保坂裕信 / haが設計した、神奈川・横浜市の「8つの光庭のある家」です。
往来のある道に面した敷地での計画です。建築家は、外の視線から保護しつつ“光が溢れる住環境”を実現する為に、天窓や高窓から採光する“光庭”を平面に散在させる構成を考案しました。また、施主の望む“ミニマル”も二重壁等を用いて木造で実現しています。
クライアントと土地探しから協働し、土地を決めて建築を建てる順番ではなく、希望の建築が建つ土地を探しました。
購入した土地は、前面道路が敷地の北西側で幅が約6.5m、道路斜線規制は緩い条件ですが、北西側に小学校が位置し児童の行き来なども多いため、建築内部のプライバシーを守りつつ、光が溢れる豊かな住環境の設計を求められました。
クライアントは、デザインに深く興味のある方で、線の少ない繊細なディテールでミニマルなデザインを希望していました。構造体は、計画当初はRCを希望していました。予算の都合で在来木造になりましたが、いわゆる「木造感」を極力消して、端正な佇まいの建築を求められました。
「構造」に関しては、二層吹き抜けと三層吹き抜けがズレながら重なっているダイナミックな空間構成を現実にするために、在来木造を基準に必要箇所に鉄骨梁を使用する事で成立させました。「光を導く開口部」は、線の少ない繊細なディテールを実現するために、サッシ枠を全てスチールの折り曲げとし、袖壁や垂れ壁を排除する事で室内に光と影の陰影をデザインしました。

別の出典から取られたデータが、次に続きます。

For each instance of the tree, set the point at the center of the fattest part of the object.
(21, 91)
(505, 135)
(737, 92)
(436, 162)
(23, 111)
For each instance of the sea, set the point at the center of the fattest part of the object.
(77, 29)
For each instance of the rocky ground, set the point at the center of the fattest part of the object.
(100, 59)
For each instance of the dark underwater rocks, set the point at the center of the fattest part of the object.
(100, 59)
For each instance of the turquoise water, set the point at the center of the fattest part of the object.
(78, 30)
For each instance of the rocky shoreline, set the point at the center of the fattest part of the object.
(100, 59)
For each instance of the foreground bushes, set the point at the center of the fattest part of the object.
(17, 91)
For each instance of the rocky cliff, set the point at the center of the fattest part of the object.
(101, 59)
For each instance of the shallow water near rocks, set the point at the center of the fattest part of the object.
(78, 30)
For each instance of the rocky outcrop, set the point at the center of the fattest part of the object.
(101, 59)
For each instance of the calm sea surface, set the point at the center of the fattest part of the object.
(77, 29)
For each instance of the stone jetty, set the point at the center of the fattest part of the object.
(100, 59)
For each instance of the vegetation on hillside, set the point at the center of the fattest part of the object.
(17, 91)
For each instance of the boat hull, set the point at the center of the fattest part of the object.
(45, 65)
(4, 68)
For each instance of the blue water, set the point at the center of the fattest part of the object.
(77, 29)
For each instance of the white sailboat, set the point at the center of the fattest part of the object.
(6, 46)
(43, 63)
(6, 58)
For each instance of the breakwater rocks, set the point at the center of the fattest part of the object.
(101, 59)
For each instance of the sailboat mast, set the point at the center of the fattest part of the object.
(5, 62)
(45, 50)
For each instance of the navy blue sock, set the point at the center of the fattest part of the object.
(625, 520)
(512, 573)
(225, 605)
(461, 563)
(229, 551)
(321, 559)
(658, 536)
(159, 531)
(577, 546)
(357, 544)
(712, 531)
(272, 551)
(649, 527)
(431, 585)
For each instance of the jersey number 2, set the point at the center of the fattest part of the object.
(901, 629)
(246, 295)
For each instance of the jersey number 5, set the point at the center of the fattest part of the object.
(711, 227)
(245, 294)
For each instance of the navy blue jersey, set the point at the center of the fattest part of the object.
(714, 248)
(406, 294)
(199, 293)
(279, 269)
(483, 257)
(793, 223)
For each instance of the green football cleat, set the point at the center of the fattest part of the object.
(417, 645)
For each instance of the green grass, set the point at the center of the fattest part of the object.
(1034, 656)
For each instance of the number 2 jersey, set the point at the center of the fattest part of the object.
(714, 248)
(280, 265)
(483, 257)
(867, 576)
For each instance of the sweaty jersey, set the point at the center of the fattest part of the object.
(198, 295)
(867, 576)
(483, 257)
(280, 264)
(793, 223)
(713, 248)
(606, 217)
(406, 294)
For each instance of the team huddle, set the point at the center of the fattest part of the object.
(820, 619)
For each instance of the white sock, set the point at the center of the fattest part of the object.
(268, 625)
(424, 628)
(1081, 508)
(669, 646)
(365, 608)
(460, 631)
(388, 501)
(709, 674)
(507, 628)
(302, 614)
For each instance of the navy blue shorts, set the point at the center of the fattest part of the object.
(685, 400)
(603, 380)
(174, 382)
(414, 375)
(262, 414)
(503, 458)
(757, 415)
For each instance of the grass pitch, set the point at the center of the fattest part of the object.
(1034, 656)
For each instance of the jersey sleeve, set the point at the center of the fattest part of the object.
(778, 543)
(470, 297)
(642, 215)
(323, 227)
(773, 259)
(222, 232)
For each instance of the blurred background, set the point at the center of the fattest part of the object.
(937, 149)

「8個の光庭」は、敷地のポテンシャルを最大限に引き出す意図で敷地内に散在させると共に、隣接する内部空間に必要な光量を導くように配慮しました。「木造感」は、壁の厚みに着目し、要所要所で「W壁」を採用する事、その「W壁」に開口部をデザインし枠に奥行き感を作り出す事で、「木造感」を消す事に成功しています。